Uno tras otro, los presentes en la cafetería se lanzaron a la discusión y ofrecieron sus comentarios. Mientras tanto, Ámbar, que había ido hasta allí para llevarle a Santiago algo de comida, temblaba mientras se aferraba a su teléfono fuera de la oficina.

—Señorita Ámbar, el señor Echegaray no está en su oficina en este momento. ¿Quiere esperar? —Gloria preguntó con cuidado, obviamente temiendo decirle a Ámbar la verdad.

Levantando la vista de su teléfono, Ámbar fingió estar tranquila y sonrió.

—No pasa nada. Me iré si no está aquí.

—Oh, bien. La acompaño.

—No es necesario. El ascensor ya está aquí.

Al ver a Ámbar entrar en el ascensor, Gloria suspiró aliviada y se dirigió a su colega para decirle:

—¿Qué hace el señor Echegaray con la señorita Chris y la señorita Ámbar al mismo tiempo? Nos está causando un dilema.

—¿Qué dilema? ¿No te has dado cuenta de que la señorita Ámbar no viene a la oficina desde hace tiempo?

—Es cierto.

«Durante los últimos años, Ámbar solía traerle el almuerzo a Santiago cuando estaba libre y le reclamaba. Sin embargo, estos días no estuvo viniendo o no consiguió ver a Santiago aunque viniera. ¿Qué está pasando?»

En voz baja, el colega de Gloria dijo:

—No creo que sea su prometida por mucho más tiempo.

En ese momento, Ámbar tiró el contenedor a la basura al salir del ascensor. Un fuerte ruido resonó en el aparcamiento.

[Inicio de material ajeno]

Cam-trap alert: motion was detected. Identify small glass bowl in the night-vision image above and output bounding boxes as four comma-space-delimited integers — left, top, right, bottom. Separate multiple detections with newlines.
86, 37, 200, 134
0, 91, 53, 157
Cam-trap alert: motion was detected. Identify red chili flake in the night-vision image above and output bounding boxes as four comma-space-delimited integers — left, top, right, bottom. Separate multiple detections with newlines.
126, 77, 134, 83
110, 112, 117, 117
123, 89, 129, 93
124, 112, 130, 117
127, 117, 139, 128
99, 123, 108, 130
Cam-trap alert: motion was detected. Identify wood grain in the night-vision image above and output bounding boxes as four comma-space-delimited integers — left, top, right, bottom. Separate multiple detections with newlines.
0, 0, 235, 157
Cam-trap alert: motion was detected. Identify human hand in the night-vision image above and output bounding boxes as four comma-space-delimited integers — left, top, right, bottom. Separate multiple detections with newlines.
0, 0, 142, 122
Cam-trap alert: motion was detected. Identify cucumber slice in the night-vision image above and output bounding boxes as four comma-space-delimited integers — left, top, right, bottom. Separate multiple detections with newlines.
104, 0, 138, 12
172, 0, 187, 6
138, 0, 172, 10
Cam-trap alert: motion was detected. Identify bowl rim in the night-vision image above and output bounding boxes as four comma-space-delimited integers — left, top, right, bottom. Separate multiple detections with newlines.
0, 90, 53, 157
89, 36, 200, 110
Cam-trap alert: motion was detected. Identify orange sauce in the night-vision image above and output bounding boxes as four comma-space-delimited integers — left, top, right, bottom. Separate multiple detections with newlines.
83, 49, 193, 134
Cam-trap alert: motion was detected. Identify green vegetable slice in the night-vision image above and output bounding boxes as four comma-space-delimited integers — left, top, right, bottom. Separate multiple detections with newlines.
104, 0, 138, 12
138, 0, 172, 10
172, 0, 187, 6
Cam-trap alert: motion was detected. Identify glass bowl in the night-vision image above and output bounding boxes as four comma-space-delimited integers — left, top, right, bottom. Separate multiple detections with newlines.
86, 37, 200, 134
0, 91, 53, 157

En cuanto subió al coche, una expresión sombría se reflejó en el espejo retrovisor. «¿Cómo puede ser ese bastardo el hijo de Santiago? ¿Perdió la memoria? ¿Cómo pudo ponerse del lado de Delfina? ¿Qué clase de trucos está haciendo la muy zorra?»

—Señorita, ¿nos vamos ya a la casa?

—No. A la residencia Echegaray.

—Sí, señorita.

A continuación, el coche blanco se alejó y desapareció poco a poco de la zona de vigilancia del aparcamiento.

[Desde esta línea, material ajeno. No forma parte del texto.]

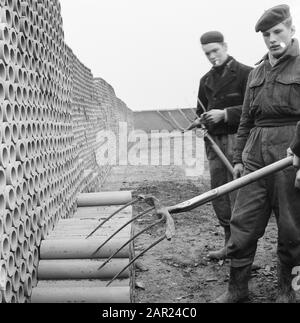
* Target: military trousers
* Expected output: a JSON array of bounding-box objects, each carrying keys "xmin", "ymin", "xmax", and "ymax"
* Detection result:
[
  {"xmin": 227, "ymin": 126, "xmax": 300, "ymax": 267},
  {"xmin": 205, "ymin": 135, "xmax": 236, "ymax": 228}
]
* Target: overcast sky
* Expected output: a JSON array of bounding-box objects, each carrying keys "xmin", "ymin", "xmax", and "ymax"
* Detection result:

En la cafetería, Samuel tenía migas por toda la boca después de devorar un plato entero de pescado y patatas fritas.

«¡Burp!» —Eructó y se frotó la barriga—. Carla, deja de darme tanta comida. No puedo más. Siento que mi estómago está a punto de reventar.

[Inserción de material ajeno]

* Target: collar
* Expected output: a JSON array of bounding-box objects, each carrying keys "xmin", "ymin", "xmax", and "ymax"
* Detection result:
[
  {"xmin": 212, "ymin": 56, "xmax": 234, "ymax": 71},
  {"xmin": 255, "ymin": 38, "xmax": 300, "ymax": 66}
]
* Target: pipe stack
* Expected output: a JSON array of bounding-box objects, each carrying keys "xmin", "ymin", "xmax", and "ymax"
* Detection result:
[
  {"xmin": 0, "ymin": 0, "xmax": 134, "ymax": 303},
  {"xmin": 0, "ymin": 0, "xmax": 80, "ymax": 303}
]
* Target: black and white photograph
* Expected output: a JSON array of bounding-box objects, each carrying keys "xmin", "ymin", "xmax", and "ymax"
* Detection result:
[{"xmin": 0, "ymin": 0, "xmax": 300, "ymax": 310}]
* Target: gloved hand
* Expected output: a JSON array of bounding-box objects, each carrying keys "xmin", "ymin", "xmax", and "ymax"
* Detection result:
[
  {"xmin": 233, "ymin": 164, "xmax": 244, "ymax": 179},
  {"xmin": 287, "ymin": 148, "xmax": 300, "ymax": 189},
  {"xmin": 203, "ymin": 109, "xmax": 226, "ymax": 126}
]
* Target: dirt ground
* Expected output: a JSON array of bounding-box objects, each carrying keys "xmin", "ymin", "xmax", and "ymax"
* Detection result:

—¡Soy tu hermana mayor, así que será mejor que escuches lo que digo!

—Bueno, no pareces mucho mayor que yo.

Al oír esto, la chica se cruzó de brazos y puso una mirada seria.

—Sigo siendo tu hermana mayor a pesar de eso. Tienes que cuidar tus modales, así que deja de refunfuñar ya, ¿está bien?

—Bien, no voy a refunfuñar más. ¿Contenta?

—Bien, eso es un buen chico. Toma una albóndiga.

—En verdad no puedo comer más... —Al ver que ella seguía dándole de comer por amor, lloró mientras se palmeaba la barriga—: ¡Me estoy convirtiendo en una bola!